Così la sera del 28 ottobre a Torino è finito in galera un senegalese che dopo essere stato ricoverato al poliambulatorio Martini per un malore avvertito al Cie, dopo la visita ha tentato di divincolarsi dai due agenti della scorta per fuggire. L'hanno fermato dopo una violenta colluttazione. I due agenti sono finiti in ospedale, uno con una distorsione alla cervicale e l'altro con una spalla lussata. Il recluso invece è finito in manette dritto al carcere delle Vallette senza che sia stata resa nota la sua prognosi.

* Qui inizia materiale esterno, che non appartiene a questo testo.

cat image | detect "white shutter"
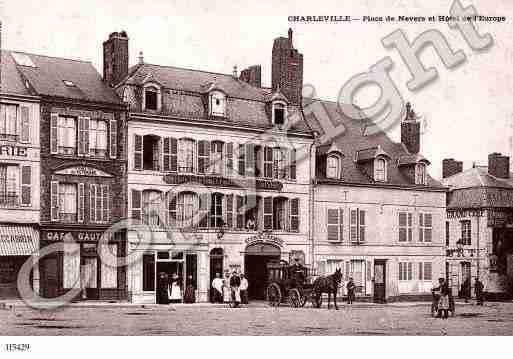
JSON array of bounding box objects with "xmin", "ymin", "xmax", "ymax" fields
[
  {"xmin": 109, "ymin": 119, "xmax": 117, "ymax": 159},
  {"xmin": 51, "ymin": 181, "xmax": 59, "ymax": 221},
  {"xmin": 78, "ymin": 183, "xmax": 84, "ymax": 223}
]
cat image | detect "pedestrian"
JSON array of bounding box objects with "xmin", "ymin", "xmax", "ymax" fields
[
  {"xmin": 222, "ymin": 272, "xmax": 231, "ymax": 304},
  {"xmin": 240, "ymin": 273, "xmax": 249, "ymax": 304},
  {"xmin": 436, "ymin": 277, "xmax": 450, "ymax": 319},
  {"xmin": 168, "ymin": 273, "xmax": 182, "ymax": 304},
  {"xmin": 346, "ymin": 277, "xmax": 356, "ymax": 304},
  {"xmin": 230, "ymin": 270, "xmax": 241, "ymax": 307},
  {"xmin": 461, "ymin": 277, "xmax": 471, "ymax": 303},
  {"xmin": 184, "ymin": 275, "xmax": 196, "ymax": 304},
  {"xmin": 475, "ymin": 277, "xmax": 485, "ymax": 306},
  {"xmin": 157, "ymin": 272, "xmax": 169, "ymax": 304},
  {"xmin": 211, "ymin": 272, "xmax": 223, "ymax": 303}
]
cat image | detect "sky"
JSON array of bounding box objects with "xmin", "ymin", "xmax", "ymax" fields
[{"xmin": 1, "ymin": 0, "xmax": 512, "ymax": 179}]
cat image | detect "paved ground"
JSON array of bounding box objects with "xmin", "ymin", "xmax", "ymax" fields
[{"xmin": 1, "ymin": 301, "xmax": 513, "ymax": 335}]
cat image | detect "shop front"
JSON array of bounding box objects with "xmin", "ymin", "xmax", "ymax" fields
[{"xmin": 39, "ymin": 228, "xmax": 126, "ymax": 300}]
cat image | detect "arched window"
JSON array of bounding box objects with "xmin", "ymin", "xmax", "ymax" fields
[
  {"xmin": 142, "ymin": 190, "xmax": 163, "ymax": 226},
  {"xmin": 168, "ymin": 191, "xmax": 199, "ymax": 228},
  {"xmin": 326, "ymin": 155, "xmax": 340, "ymax": 179},
  {"xmin": 415, "ymin": 163, "xmax": 427, "ymax": 185},
  {"xmin": 374, "ymin": 157, "xmax": 387, "ymax": 182}
]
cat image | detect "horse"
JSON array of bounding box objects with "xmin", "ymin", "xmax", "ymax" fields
[{"xmin": 312, "ymin": 268, "xmax": 342, "ymax": 310}]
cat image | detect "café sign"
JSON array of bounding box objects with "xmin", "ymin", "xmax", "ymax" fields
[
  {"xmin": 45, "ymin": 230, "xmax": 106, "ymax": 242},
  {"xmin": 54, "ymin": 166, "xmax": 112, "ymax": 177}
]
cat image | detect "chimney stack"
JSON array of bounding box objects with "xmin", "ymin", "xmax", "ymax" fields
[
  {"xmin": 488, "ymin": 152, "xmax": 510, "ymax": 179},
  {"xmin": 442, "ymin": 158, "xmax": 463, "ymax": 178},
  {"xmin": 239, "ymin": 65, "xmax": 262, "ymax": 87},
  {"xmin": 401, "ymin": 102, "xmax": 421, "ymax": 154},
  {"xmin": 271, "ymin": 28, "xmax": 303, "ymax": 105},
  {"xmin": 103, "ymin": 31, "xmax": 129, "ymax": 87},
  {"xmin": 138, "ymin": 51, "xmax": 144, "ymax": 65}
]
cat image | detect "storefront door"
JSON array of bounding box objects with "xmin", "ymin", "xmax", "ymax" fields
[
  {"xmin": 244, "ymin": 243, "xmax": 281, "ymax": 300},
  {"xmin": 373, "ymin": 260, "xmax": 386, "ymax": 303},
  {"xmin": 41, "ymin": 257, "xmax": 59, "ymax": 298}
]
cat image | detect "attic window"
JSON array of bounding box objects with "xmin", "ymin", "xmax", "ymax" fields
[
  {"xmin": 209, "ymin": 92, "xmax": 226, "ymax": 117},
  {"xmin": 326, "ymin": 154, "xmax": 341, "ymax": 179},
  {"xmin": 273, "ymin": 102, "xmax": 286, "ymax": 127},
  {"xmin": 11, "ymin": 52, "xmax": 36, "ymax": 67},
  {"xmin": 374, "ymin": 157, "xmax": 387, "ymax": 182},
  {"xmin": 415, "ymin": 163, "xmax": 427, "ymax": 185},
  {"xmin": 145, "ymin": 88, "xmax": 158, "ymax": 111},
  {"xmin": 63, "ymin": 80, "xmax": 75, "ymax": 87}
]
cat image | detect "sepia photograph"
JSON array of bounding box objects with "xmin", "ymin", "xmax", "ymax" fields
[{"xmin": 0, "ymin": 0, "xmax": 512, "ymax": 355}]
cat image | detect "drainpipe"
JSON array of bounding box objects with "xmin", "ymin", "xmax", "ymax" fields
[
  {"xmin": 309, "ymin": 133, "xmax": 318, "ymax": 269},
  {"xmin": 477, "ymin": 211, "xmax": 481, "ymax": 279}
]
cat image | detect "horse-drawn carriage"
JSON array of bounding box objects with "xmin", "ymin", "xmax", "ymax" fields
[{"xmin": 265, "ymin": 260, "xmax": 316, "ymax": 307}]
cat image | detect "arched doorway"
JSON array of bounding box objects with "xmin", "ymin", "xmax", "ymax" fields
[
  {"xmin": 209, "ymin": 248, "xmax": 224, "ymax": 302},
  {"xmin": 244, "ymin": 243, "xmax": 281, "ymax": 300}
]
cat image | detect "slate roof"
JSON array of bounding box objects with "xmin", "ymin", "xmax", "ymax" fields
[
  {"xmin": 120, "ymin": 63, "xmax": 312, "ymax": 133},
  {"xmin": 306, "ymin": 99, "xmax": 444, "ymax": 189},
  {"xmin": 4, "ymin": 50, "xmax": 121, "ymax": 104},
  {"xmin": 355, "ymin": 146, "xmax": 391, "ymax": 162},
  {"xmin": 442, "ymin": 166, "xmax": 513, "ymax": 209},
  {"xmin": 1, "ymin": 50, "xmax": 33, "ymax": 96}
]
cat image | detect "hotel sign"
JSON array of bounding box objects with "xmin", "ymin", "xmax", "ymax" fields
[
  {"xmin": 245, "ymin": 232, "xmax": 284, "ymax": 247},
  {"xmin": 54, "ymin": 166, "xmax": 112, "ymax": 177},
  {"xmin": 487, "ymin": 210, "xmax": 513, "ymax": 227},
  {"xmin": 447, "ymin": 209, "xmax": 484, "ymax": 218},
  {"xmin": 163, "ymin": 173, "xmax": 283, "ymax": 191}
]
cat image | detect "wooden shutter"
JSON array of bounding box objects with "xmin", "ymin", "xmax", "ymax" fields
[
  {"xmin": 134, "ymin": 135, "xmax": 143, "ymax": 170},
  {"xmin": 50, "ymin": 113, "xmax": 58, "ymax": 154},
  {"xmin": 237, "ymin": 144, "xmax": 245, "ymax": 176},
  {"xmin": 418, "ymin": 262, "xmax": 424, "ymax": 281},
  {"xmin": 199, "ymin": 193, "xmax": 210, "ymax": 228},
  {"xmin": 102, "ymin": 184, "xmax": 109, "ymax": 222},
  {"xmin": 273, "ymin": 147, "xmax": 280, "ymax": 179},
  {"xmin": 350, "ymin": 209, "xmax": 358, "ymax": 243},
  {"xmin": 20, "ymin": 166, "xmax": 31, "ymax": 206},
  {"xmin": 246, "ymin": 143, "xmax": 255, "ymax": 177},
  {"xmin": 167, "ymin": 192, "xmax": 177, "ymax": 225},
  {"xmin": 425, "ymin": 214, "xmax": 432, "ymax": 242},
  {"xmin": 109, "ymin": 119, "xmax": 117, "ymax": 159},
  {"xmin": 90, "ymin": 184, "xmax": 96, "ymax": 222},
  {"xmin": 419, "ymin": 213, "xmax": 424, "ymax": 242},
  {"xmin": 51, "ymin": 180, "xmax": 59, "ymax": 221},
  {"xmin": 77, "ymin": 183, "xmax": 84, "ymax": 223},
  {"xmin": 264, "ymin": 146, "xmax": 273, "ymax": 178},
  {"xmin": 290, "ymin": 198, "xmax": 299, "ymax": 232},
  {"xmin": 408, "ymin": 213, "xmax": 412, "ymax": 241},
  {"xmin": 407, "ymin": 262, "xmax": 413, "ymax": 281},
  {"xmin": 78, "ymin": 116, "xmax": 89, "ymax": 156},
  {"xmin": 327, "ymin": 208, "xmax": 340, "ymax": 241},
  {"xmin": 236, "ymin": 195, "xmax": 245, "ymax": 229},
  {"xmin": 20, "ymin": 106, "xmax": 30, "ymax": 143},
  {"xmin": 225, "ymin": 194, "xmax": 234, "ymax": 228},
  {"xmin": 359, "ymin": 210, "xmax": 366, "ymax": 243},
  {"xmin": 163, "ymin": 138, "xmax": 170, "ymax": 172},
  {"xmin": 96, "ymin": 184, "xmax": 102, "ymax": 222},
  {"xmin": 198, "ymin": 140, "xmax": 210, "ymax": 174},
  {"xmin": 131, "ymin": 189, "xmax": 142, "ymax": 220},
  {"xmin": 226, "ymin": 143, "xmax": 233, "ymax": 175},
  {"xmin": 170, "ymin": 138, "xmax": 178, "ymax": 172},
  {"xmin": 289, "ymin": 148, "xmax": 297, "ymax": 180},
  {"xmin": 345, "ymin": 261, "xmax": 351, "ymax": 281},
  {"xmin": 263, "ymin": 197, "xmax": 273, "ymax": 230}
]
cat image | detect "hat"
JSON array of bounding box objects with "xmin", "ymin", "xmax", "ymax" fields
[{"xmin": 172, "ymin": 273, "xmax": 179, "ymax": 279}]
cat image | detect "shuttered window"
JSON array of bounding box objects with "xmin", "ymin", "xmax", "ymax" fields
[
  {"xmin": 419, "ymin": 213, "xmax": 432, "ymax": 242},
  {"xmin": 226, "ymin": 143, "xmax": 234, "ymax": 175},
  {"xmin": 134, "ymin": 135, "xmax": 143, "ymax": 170},
  {"xmin": 289, "ymin": 148, "xmax": 296, "ymax": 180},
  {"xmin": 237, "ymin": 144, "xmax": 246, "ymax": 176},
  {"xmin": 77, "ymin": 116, "xmax": 90, "ymax": 156},
  {"xmin": 263, "ymin": 146, "xmax": 273, "ymax": 178},
  {"xmin": 20, "ymin": 165, "xmax": 31, "ymax": 206},
  {"xmin": 198, "ymin": 193, "xmax": 210, "ymax": 228},
  {"xmin": 263, "ymin": 197, "xmax": 273, "ymax": 230},
  {"xmin": 163, "ymin": 137, "xmax": 178, "ymax": 172},
  {"xmin": 399, "ymin": 212, "xmax": 413, "ymax": 242},
  {"xmin": 20, "ymin": 106, "xmax": 30, "ymax": 143},
  {"xmin": 236, "ymin": 195, "xmax": 245, "ymax": 229},
  {"xmin": 327, "ymin": 208, "xmax": 343, "ymax": 241},
  {"xmin": 50, "ymin": 113, "xmax": 59, "ymax": 154},
  {"xmin": 131, "ymin": 189, "xmax": 142, "ymax": 220},
  {"xmin": 290, "ymin": 198, "xmax": 299, "ymax": 232},
  {"xmin": 197, "ymin": 140, "xmax": 210, "ymax": 174},
  {"xmin": 109, "ymin": 119, "xmax": 117, "ymax": 159},
  {"xmin": 51, "ymin": 181, "xmax": 59, "ymax": 221},
  {"xmin": 225, "ymin": 194, "xmax": 234, "ymax": 228},
  {"xmin": 77, "ymin": 183, "xmax": 84, "ymax": 222}
]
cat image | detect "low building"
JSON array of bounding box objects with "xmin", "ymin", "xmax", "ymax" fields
[
  {"xmin": 10, "ymin": 50, "xmax": 128, "ymax": 300},
  {"xmin": 442, "ymin": 154, "xmax": 513, "ymax": 300},
  {"xmin": 104, "ymin": 30, "xmax": 314, "ymax": 303},
  {"xmin": 0, "ymin": 50, "xmax": 41, "ymax": 299},
  {"xmin": 309, "ymin": 102, "xmax": 447, "ymax": 302}
]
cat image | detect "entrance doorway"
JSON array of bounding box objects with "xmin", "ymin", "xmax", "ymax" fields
[
  {"xmin": 209, "ymin": 248, "xmax": 224, "ymax": 302},
  {"xmin": 156, "ymin": 261, "xmax": 183, "ymax": 304},
  {"xmin": 243, "ymin": 243, "xmax": 281, "ymax": 300},
  {"xmin": 40, "ymin": 257, "xmax": 59, "ymax": 298},
  {"xmin": 373, "ymin": 260, "xmax": 386, "ymax": 303}
]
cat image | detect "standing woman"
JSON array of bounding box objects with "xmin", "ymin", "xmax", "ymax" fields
[
  {"xmin": 437, "ymin": 278, "xmax": 450, "ymax": 319},
  {"xmin": 169, "ymin": 273, "xmax": 182, "ymax": 304},
  {"xmin": 184, "ymin": 275, "xmax": 196, "ymax": 304},
  {"xmin": 222, "ymin": 272, "xmax": 231, "ymax": 304},
  {"xmin": 157, "ymin": 272, "xmax": 169, "ymax": 304}
]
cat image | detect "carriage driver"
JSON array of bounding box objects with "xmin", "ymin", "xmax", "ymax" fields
[{"xmin": 289, "ymin": 257, "xmax": 305, "ymax": 289}]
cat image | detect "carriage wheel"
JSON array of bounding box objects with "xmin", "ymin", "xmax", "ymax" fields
[
  {"xmin": 300, "ymin": 292, "xmax": 308, "ymax": 307},
  {"xmin": 288, "ymin": 288, "xmax": 301, "ymax": 308},
  {"xmin": 267, "ymin": 283, "xmax": 281, "ymax": 307}
]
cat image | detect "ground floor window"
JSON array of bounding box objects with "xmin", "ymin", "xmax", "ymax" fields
[
  {"xmin": 143, "ymin": 254, "xmax": 155, "ymax": 291},
  {"xmin": 398, "ymin": 262, "xmax": 413, "ymax": 281}
]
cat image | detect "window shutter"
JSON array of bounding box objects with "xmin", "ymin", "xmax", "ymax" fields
[
  {"xmin": 418, "ymin": 262, "xmax": 423, "ymax": 280},
  {"xmin": 236, "ymin": 195, "xmax": 245, "ymax": 229},
  {"xmin": 90, "ymin": 184, "xmax": 96, "ymax": 222},
  {"xmin": 78, "ymin": 116, "xmax": 89, "ymax": 156},
  {"xmin": 102, "ymin": 185, "xmax": 109, "ymax": 222},
  {"xmin": 327, "ymin": 208, "xmax": 340, "ymax": 241},
  {"xmin": 20, "ymin": 106, "xmax": 30, "ymax": 143},
  {"xmin": 163, "ymin": 138, "xmax": 170, "ymax": 172},
  {"xmin": 290, "ymin": 198, "xmax": 299, "ymax": 232},
  {"xmin": 425, "ymin": 214, "xmax": 432, "ymax": 242},
  {"xmin": 419, "ymin": 213, "xmax": 424, "ymax": 242},
  {"xmin": 109, "ymin": 119, "xmax": 117, "ymax": 159},
  {"xmin": 134, "ymin": 135, "xmax": 143, "ymax": 170},
  {"xmin": 264, "ymin": 146, "xmax": 273, "ymax": 178},
  {"xmin": 170, "ymin": 138, "xmax": 178, "ymax": 172},
  {"xmin": 289, "ymin": 148, "xmax": 296, "ymax": 180},
  {"xmin": 167, "ymin": 192, "xmax": 177, "ymax": 225},
  {"xmin": 226, "ymin": 143, "xmax": 233, "ymax": 175},
  {"xmin": 198, "ymin": 140, "xmax": 210, "ymax": 174},
  {"xmin": 263, "ymin": 197, "xmax": 273, "ymax": 230},
  {"xmin": 77, "ymin": 183, "xmax": 84, "ymax": 222},
  {"xmin": 51, "ymin": 181, "xmax": 59, "ymax": 221},
  {"xmin": 96, "ymin": 184, "xmax": 102, "ymax": 222},
  {"xmin": 237, "ymin": 144, "xmax": 246, "ymax": 176},
  {"xmin": 50, "ymin": 113, "xmax": 58, "ymax": 154},
  {"xmin": 350, "ymin": 209, "xmax": 358, "ymax": 243},
  {"xmin": 399, "ymin": 212, "xmax": 406, "ymax": 242},
  {"xmin": 339, "ymin": 208, "xmax": 344, "ymax": 241},
  {"xmin": 20, "ymin": 166, "xmax": 31, "ymax": 206},
  {"xmin": 225, "ymin": 194, "xmax": 234, "ymax": 228},
  {"xmin": 345, "ymin": 261, "xmax": 351, "ymax": 281},
  {"xmin": 131, "ymin": 189, "xmax": 142, "ymax": 220},
  {"xmin": 272, "ymin": 147, "xmax": 280, "ymax": 179},
  {"xmin": 407, "ymin": 262, "xmax": 413, "ymax": 281},
  {"xmin": 367, "ymin": 261, "xmax": 372, "ymax": 281},
  {"xmin": 359, "ymin": 210, "xmax": 366, "ymax": 243},
  {"xmin": 408, "ymin": 213, "xmax": 412, "ymax": 241},
  {"xmin": 199, "ymin": 193, "xmax": 210, "ymax": 228},
  {"xmin": 246, "ymin": 143, "xmax": 255, "ymax": 177}
]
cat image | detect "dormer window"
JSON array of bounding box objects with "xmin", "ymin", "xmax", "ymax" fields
[
  {"xmin": 272, "ymin": 102, "xmax": 287, "ymax": 127},
  {"xmin": 209, "ymin": 91, "xmax": 226, "ymax": 117},
  {"xmin": 415, "ymin": 163, "xmax": 427, "ymax": 185},
  {"xmin": 143, "ymin": 84, "xmax": 161, "ymax": 112},
  {"xmin": 374, "ymin": 157, "xmax": 387, "ymax": 182},
  {"xmin": 326, "ymin": 154, "xmax": 341, "ymax": 179}
]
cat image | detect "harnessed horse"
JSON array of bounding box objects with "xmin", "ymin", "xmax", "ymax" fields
[{"xmin": 313, "ymin": 268, "xmax": 342, "ymax": 310}]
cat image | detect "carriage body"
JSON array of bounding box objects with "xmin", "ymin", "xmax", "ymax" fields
[{"xmin": 266, "ymin": 260, "xmax": 316, "ymax": 307}]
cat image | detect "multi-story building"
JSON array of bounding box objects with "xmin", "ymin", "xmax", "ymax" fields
[
  {"xmin": 442, "ymin": 154, "xmax": 513, "ymax": 300},
  {"xmin": 10, "ymin": 49, "xmax": 128, "ymax": 300},
  {"xmin": 309, "ymin": 102, "xmax": 447, "ymax": 302},
  {"xmin": 105, "ymin": 30, "xmax": 314, "ymax": 303},
  {"xmin": 0, "ymin": 50, "xmax": 41, "ymax": 299}
]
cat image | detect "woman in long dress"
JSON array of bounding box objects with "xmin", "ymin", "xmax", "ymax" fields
[
  {"xmin": 222, "ymin": 272, "xmax": 231, "ymax": 303},
  {"xmin": 183, "ymin": 275, "xmax": 196, "ymax": 304},
  {"xmin": 169, "ymin": 273, "xmax": 182, "ymax": 304}
]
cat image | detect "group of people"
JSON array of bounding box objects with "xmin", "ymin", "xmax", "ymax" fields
[
  {"xmin": 157, "ymin": 272, "xmax": 197, "ymax": 304},
  {"xmin": 211, "ymin": 271, "xmax": 249, "ymax": 307},
  {"xmin": 432, "ymin": 277, "xmax": 485, "ymax": 319}
]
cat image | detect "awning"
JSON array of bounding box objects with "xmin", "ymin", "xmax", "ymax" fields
[{"xmin": 0, "ymin": 224, "xmax": 38, "ymax": 256}]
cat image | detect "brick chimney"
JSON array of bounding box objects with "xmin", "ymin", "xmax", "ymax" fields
[
  {"xmin": 239, "ymin": 65, "xmax": 262, "ymax": 87},
  {"xmin": 271, "ymin": 28, "xmax": 303, "ymax": 105},
  {"xmin": 401, "ymin": 102, "xmax": 421, "ymax": 154},
  {"xmin": 103, "ymin": 31, "xmax": 129, "ymax": 87},
  {"xmin": 442, "ymin": 158, "xmax": 463, "ymax": 178},
  {"xmin": 488, "ymin": 152, "xmax": 510, "ymax": 179}
]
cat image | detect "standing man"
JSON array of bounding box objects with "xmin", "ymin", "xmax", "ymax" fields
[
  {"xmin": 475, "ymin": 277, "xmax": 485, "ymax": 306},
  {"xmin": 240, "ymin": 273, "xmax": 249, "ymax": 305},
  {"xmin": 346, "ymin": 277, "xmax": 356, "ymax": 304},
  {"xmin": 229, "ymin": 270, "xmax": 241, "ymax": 307},
  {"xmin": 211, "ymin": 272, "xmax": 223, "ymax": 303}
]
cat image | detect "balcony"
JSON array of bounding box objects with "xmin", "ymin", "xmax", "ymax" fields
[{"xmin": 0, "ymin": 194, "xmax": 19, "ymax": 207}]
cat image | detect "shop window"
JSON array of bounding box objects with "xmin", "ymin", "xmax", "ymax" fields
[
  {"xmin": 461, "ymin": 220, "xmax": 471, "ymax": 245},
  {"xmin": 350, "ymin": 260, "xmax": 365, "ymax": 293},
  {"xmin": 143, "ymin": 254, "xmax": 155, "ymax": 291},
  {"xmin": 100, "ymin": 244, "xmax": 118, "ymax": 288},
  {"xmin": 398, "ymin": 212, "xmax": 413, "ymax": 242},
  {"xmin": 89, "ymin": 119, "xmax": 108, "ymax": 157},
  {"xmin": 172, "ymin": 252, "xmax": 184, "ymax": 260},
  {"xmin": 142, "ymin": 135, "xmax": 161, "ymax": 171}
]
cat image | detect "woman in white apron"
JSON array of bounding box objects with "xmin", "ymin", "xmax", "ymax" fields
[
  {"xmin": 169, "ymin": 273, "xmax": 182, "ymax": 303},
  {"xmin": 222, "ymin": 272, "xmax": 231, "ymax": 303}
]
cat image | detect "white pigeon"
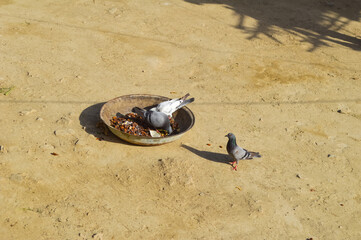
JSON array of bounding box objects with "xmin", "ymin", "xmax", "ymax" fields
[{"xmin": 150, "ymin": 93, "xmax": 194, "ymax": 117}]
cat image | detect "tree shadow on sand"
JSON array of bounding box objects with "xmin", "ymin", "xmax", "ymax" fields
[
  {"xmin": 181, "ymin": 144, "xmax": 231, "ymax": 165},
  {"xmin": 79, "ymin": 102, "xmax": 133, "ymax": 145},
  {"xmin": 184, "ymin": 0, "xmax": 361, "ymax": 51}
]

E a botte è finita pure al centro di identificazione e espulsione di Bologna, in via Mattei, dove domenica scorsa, 30 ottobre, una quindicina di detenuti sono riusciti a sfondare il cancello della gabbia che separa le celle dai campetti di calcio. Nei tafferugli che sono esplosi tra i fuggitivi e i reparti delle forze dell'ordine intervenuti per fermare l'evasione, sono rimasti feriti tre agenti e tre detenuti. I tre reclusi, dopo le medicazioni sono stati tratti in arresto per lesioni e resistenza a pubblico ufficiale. Durante gli scontri, uno dei reclusi - un ragazzo tunisino di 26 anni - è però riuscito a fuggire arrampicandosi sul muro di recinzione e gettandosi da un'altezza di oltre cinque metri. Di lui non sappiamo niente. Ma un uomo libero è sempre una buona notizia.